Ces deux démarches prises dans leur ensemble renvoient à la conception de M. de Certeau: "La psychanalyse et l'historiographie ont donc deux manières différentes de distribuer l'espace de la mémoire. Elles pensent autrement le rapport du passé et du présent. La première reconnaît l'un dans l'autre; la seconde pose l'un à coté de l'autre. La psychanalyse traite ce rapport sur le mode de l'imbrication (l'un dans la place de l'autre), de la répétition (l'un reproduit l'autre sous une autre forme), de l'équivoque et du quiproquo (quoi est <<à la place>> de quoi ? Il y a partout des jeux de masque, de retournement et d'ambiguïté). L'historiographie considère ce rapport sur le mode de la successivité (l'un après l'autre), de la corrélation (proximités plus ou moins grandes), de l'effet (l'un suit l'autre) et de la disjonction (ou l'un ou l'autre mais pas les deux à la fois). " (de Certeau: 1987, p. 99).

Notre démarche se décompose donc en deux moments. D'une part, identifier les contenus des premières informations parues sur le sida jusqu'en 1986, c'est à dire jusqu'au moment où s'effectue une modification du contenu de ces informations (cf. Gilman, 1988). D'autre part, repérer et identifier la présence de ces mêmes éléments dans les entretiens que nous avons recueillis ainsi que les éléments qui s'en distinguent et qui manifestent, par leur présence, soit une

évolution par rapport aux premières représentations, soit l'expression de ces premières représentations sous une autre forme.

Cette démarche a donc pour fonction de nous donner les moyens d'identifier, à partir de l'analyse de discours socialement diffusés, des éléments thématiques que l'on peut indiscutablement situer dans le passé (aux premiers stades de l'histoire du sida) afin de vérifier s'ils sont toujours présents - et sous quelle forme - dans les discours recueillis en 1989/1991 auprès des personnes que nous avons interrogées ; de repérer les nouveaux éléments thématiques élaborés depuis cette date, en fonction des expériences spécifiques de ces acteurs.

Cette démarche est fondée sur un postulat selon lequel il y aurait une homologie entre des éléments situés sur la scène du social (diffusion scientifique, culturelle et médiatique) et des éléments situés dans les discours individuels.
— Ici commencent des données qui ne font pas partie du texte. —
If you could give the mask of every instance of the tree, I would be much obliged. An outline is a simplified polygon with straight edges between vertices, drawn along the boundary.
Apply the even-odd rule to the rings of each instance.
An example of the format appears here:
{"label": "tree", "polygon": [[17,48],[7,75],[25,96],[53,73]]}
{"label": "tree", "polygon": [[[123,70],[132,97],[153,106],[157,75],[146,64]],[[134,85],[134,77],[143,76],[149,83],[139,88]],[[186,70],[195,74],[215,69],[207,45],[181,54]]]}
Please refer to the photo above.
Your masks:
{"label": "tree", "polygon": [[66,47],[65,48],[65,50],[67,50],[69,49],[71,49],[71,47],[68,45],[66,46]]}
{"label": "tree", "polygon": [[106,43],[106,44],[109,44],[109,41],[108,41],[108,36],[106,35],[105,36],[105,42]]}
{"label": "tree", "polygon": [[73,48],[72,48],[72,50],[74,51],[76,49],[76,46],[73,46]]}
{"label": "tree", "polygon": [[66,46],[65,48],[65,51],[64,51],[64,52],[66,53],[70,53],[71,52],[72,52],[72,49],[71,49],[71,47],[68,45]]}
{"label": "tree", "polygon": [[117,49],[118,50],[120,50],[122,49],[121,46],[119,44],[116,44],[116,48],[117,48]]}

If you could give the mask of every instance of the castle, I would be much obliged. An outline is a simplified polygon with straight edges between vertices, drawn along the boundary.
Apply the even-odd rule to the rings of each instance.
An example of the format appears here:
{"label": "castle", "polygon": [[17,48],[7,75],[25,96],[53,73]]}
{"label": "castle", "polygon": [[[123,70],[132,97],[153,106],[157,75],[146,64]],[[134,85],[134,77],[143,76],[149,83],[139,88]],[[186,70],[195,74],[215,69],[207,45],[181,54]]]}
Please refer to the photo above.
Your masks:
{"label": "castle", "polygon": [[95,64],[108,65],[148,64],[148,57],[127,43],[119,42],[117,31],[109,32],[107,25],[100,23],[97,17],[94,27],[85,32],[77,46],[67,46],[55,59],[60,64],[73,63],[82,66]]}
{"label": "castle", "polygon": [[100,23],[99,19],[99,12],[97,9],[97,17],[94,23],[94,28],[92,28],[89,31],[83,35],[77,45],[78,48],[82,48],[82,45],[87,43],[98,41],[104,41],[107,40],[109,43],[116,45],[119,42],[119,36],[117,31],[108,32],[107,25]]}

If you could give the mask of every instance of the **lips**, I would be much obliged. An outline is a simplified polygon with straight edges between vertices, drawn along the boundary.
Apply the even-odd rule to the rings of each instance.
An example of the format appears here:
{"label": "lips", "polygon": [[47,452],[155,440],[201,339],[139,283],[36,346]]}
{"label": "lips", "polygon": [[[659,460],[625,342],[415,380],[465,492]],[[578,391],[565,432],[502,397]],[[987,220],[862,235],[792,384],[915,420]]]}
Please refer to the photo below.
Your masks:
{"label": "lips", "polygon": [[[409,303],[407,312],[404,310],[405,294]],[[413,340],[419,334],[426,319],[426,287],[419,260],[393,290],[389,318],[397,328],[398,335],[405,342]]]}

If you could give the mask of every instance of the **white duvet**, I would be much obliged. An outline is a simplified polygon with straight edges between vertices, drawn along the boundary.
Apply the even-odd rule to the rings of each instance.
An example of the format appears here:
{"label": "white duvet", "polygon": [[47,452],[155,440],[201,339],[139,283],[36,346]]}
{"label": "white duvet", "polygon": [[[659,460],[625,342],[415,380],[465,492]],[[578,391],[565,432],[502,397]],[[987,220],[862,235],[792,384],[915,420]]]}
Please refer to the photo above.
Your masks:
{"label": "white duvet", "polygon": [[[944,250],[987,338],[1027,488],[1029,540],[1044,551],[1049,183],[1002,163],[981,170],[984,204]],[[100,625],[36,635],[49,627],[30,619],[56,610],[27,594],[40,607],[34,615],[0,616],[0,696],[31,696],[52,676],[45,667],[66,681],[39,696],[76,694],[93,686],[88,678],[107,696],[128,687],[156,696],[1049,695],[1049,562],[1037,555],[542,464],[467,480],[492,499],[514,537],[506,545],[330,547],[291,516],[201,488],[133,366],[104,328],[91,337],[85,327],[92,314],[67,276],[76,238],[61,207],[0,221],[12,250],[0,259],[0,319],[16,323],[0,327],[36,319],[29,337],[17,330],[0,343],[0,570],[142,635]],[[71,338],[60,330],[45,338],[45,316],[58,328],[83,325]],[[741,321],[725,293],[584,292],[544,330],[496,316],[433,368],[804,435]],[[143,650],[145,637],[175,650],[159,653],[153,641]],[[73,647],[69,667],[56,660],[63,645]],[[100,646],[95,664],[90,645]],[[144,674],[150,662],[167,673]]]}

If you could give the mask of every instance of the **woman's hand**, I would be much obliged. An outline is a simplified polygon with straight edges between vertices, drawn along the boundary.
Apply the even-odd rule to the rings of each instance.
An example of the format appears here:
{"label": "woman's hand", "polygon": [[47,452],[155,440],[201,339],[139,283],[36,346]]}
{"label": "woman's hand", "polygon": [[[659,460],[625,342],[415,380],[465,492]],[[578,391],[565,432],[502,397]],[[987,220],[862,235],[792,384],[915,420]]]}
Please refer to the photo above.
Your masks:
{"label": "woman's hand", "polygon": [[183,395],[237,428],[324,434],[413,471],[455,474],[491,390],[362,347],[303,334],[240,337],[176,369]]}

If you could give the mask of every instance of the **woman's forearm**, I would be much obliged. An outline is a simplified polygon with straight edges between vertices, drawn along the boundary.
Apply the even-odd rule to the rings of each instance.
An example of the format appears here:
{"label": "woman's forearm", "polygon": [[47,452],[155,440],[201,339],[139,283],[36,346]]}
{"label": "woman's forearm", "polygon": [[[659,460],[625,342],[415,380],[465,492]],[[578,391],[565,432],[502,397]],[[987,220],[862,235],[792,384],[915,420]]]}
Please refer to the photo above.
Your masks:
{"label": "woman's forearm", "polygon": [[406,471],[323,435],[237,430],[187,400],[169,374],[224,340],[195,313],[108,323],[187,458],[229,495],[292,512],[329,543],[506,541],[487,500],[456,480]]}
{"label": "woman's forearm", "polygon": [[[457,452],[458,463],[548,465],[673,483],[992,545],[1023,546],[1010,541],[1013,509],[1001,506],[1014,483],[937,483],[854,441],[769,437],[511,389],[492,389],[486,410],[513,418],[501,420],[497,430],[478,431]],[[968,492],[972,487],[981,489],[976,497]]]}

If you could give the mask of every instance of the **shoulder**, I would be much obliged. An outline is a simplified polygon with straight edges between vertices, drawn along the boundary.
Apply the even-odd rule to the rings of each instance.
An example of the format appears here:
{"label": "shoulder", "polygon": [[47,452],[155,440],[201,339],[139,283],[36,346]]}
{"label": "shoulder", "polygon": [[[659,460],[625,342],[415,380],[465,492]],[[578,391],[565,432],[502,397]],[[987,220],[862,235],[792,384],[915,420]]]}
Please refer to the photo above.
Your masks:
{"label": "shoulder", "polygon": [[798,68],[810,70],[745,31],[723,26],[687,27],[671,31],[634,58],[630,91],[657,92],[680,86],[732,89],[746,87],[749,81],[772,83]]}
Les premiers rempliraient, du point de vue psychologique, une fonction structurante et dynamique par rapport à l'élaboration de l'expérience personnelle en systèmes de représentations. On serait donc confrontés à une articulation entre des éléments situés et repérables dans le champ social avec des éléments situés et repérés dans les discours individuels - qui font bien évidemment partie du champ social- mais qui remplissent d'autres fonctions dans la dynamique psychologique des individus. Dans cette perspective, les éléments repérés dans le champ social sont utilisés pour comprendre le fonctionnement des matrices psychologiques des représentations. A l'inverse, ce postulat permettrait d'utiliser les matrices repérées dans les discours individuels pour comprendre le fonctionnement des systèmes de représentations situés dans le champ social, sous forme de texte.

Le stéréotype trouverait son efficacité structurante du fait même de son organisation thématique qui associe et oppose en même temps le sexe et la mort et qui propose des mises en relation et/ou en opposition entre soi et les autres (ainsi qu'une hiérarchie entre les différents autres). C'est la structure contradictoire du stéréotype qui lui permet de fonctionner comme "appareil participant à la structuration des économies psychiques, et plus particulièrement, comme appareil réducteur des angoisses " tel que cela a été développé par P. Ansart à propos des idéologies politiques (Ansart: 1976, p. 446).

Il s'agit donc d'une méthode d'analyse qui prend appui sur la confrontation de documents de type différents: des textes scientifiques et journalistiques, d'une part, et des entretiens recueillis auprès d'individus et retranscrits pour être traités comme des textes.